The Rojas Report

The Rojas Report

$837 Million in Tax Breaks. $47 Million in Executive Pay. $201 Million in Losses. And Now, an NFL Naming Rights Deal.

A 501(c)(3) nonprofit with $6.2 billion in tax-exempt real estate, $5.3 billion in tax-exempt bonds, and 200 contract 340B pharmacies just became the Official Health System Partner of the Philadelphia

Dutch Rojas's avatar
Dutch Rojas
Feb 19, 2026
∙ Paid

YOU PAY PROPERTY TAXES

Jefferson Health does not.

Not on $6.2 billion in real estate.
Not on 32 hospital campuses.
Not on 700 outpatient sites.

Today, some of that tax-free money went toward buying naming rights for the Philadelphia Eagles’ practice facility.

The NovaCare Complex is dead. Long live the Jefferson Health Training Complex.


IN TODAY’S ARTICLE:

  • Jefferson Health’s $837 million annual tax advantage funds an empire, not a charity

  • Jefferson acquired two physician-owned, for-profit hospitals and absorbed them into the nonprofit wrapper

  • $47.3 million in executive compensation for 28 people, while Tower Health collapsed and Crozer Health closed

  • The Eagles renamed their practice facility today. The taxpayers of Philadelphia helped pay for it.

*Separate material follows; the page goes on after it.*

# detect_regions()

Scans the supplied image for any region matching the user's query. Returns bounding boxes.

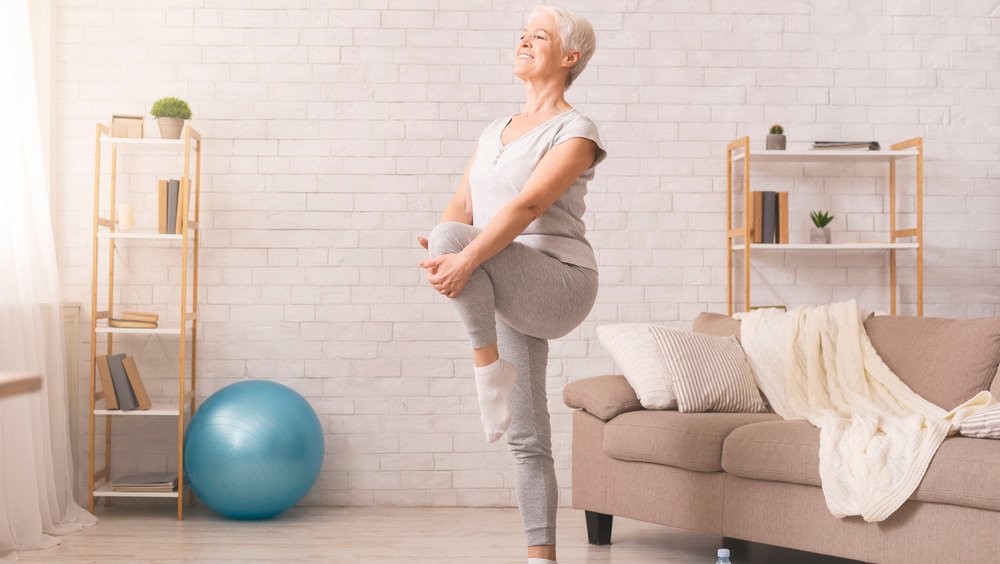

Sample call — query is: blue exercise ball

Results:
[184,380,323,519]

Glossary at the bottom of today’s article.


THE DEAL

Yesterday, the Philadelphia Eagles announced that their practice facility would be renamed. The Jefferson Health Training Complex. A multi-year deal. Jefferson Health’s logo on the team’s practice jerseys. Continued status as the “Official Health System Partner” of the Eagles.

Financial terms were not disclosed.

Jefferson Health is a 501(c)(3) nonprofit organization.
It pays no federal income tax.
No state income tax.
No property taxes on $6.2 billion in real estate across five counties.
It borrows money at below-market rates because bondholders receive tax-free interest.

Every dollar Jefferson does not pay in taxes is a dollar that Philadelphia, Montgomery County, Bucks County, Camden County, and Lehigh County do not receive. School districts. Fire departments. Roads.

The facility formerly known as the NovaCare Complex opened in 2001. It had never been renamed. Today, a nonprofit hospital system that laid off 650 employees four months ago and reported a $201 million operating loss in the first half of this fiscal year put its name on an NFL building.

The Philadelphia Eagles and Jefferson Health partnership is not community service. It is brand positioning funded by a tax structure designed for organizations that serve the public good.


THE $837 MILLION HEAD START

To understand why the Eagles deal matters, you need to understand the financial architecture that makes it possible.

Jefferson Health operates under Thomas Jefferson University, EIN 23-1352651. It is a 501(c)(3) public charity. That designation gives it access to an estimated $837 million in annual financial advantages over any for-profit competitor.

Federal income tax exemption: $166 million.
That is 21% of a hypothetical 5% operating margin on $15.8 billion in revenue.

State income tax exemption: $71 million.
Pennsylvania’s corporate rate applied to the same hypothetical income.

Property tax exemption: $161 million.
Jefferson holds $6.2 billion in real estate across five counties. It pays no property taxes on nearly all of it. The Upper Moreland School District in Montgomery County challenged the tax exemption on Jefferson’s Asplundh Cancer Center, arguing it did not operate as a “purely public charity.” No evidence of any formal Payments in Lieu of Taxes from Jefferson to any municipality was found.

Sales tax exemption: $160 million.
Pennsylvania’s 8% combined state and local rate on an estimated $2 billion in taxable purchases.

Tax-exempt bond financing:
$80 million. Jefferson carries $5.3 billion in bond debt. Tax-exempt status gives it an estimated 1.5% interest rate advantage over for-profit borrowers. That is $80 million in cheaper debt service per year. Every year.

340B drug pricing program:
$200 million (estimated). Thomas Jefferson University Hospital has 200 contracts with 340B pharmacies. 40% of those pharmacies are located out of state. The 340B program allows eligible hospitals to buy outpatient drugs at steep discounts and sell them to insured patients at market rates. The spread is pure margin. 88% of Pennsylvania hospitals provide charity care at below-average levels.

Total: $837 million per year.

A for-profit hospital of Jefferson’s size would need to generate $837 million in additional revenue every year just to reach the same starting line.
That is not clinical excellence.
That is a government-granted structural advantage.

And part of that advantage now funds an NFL sponsorship.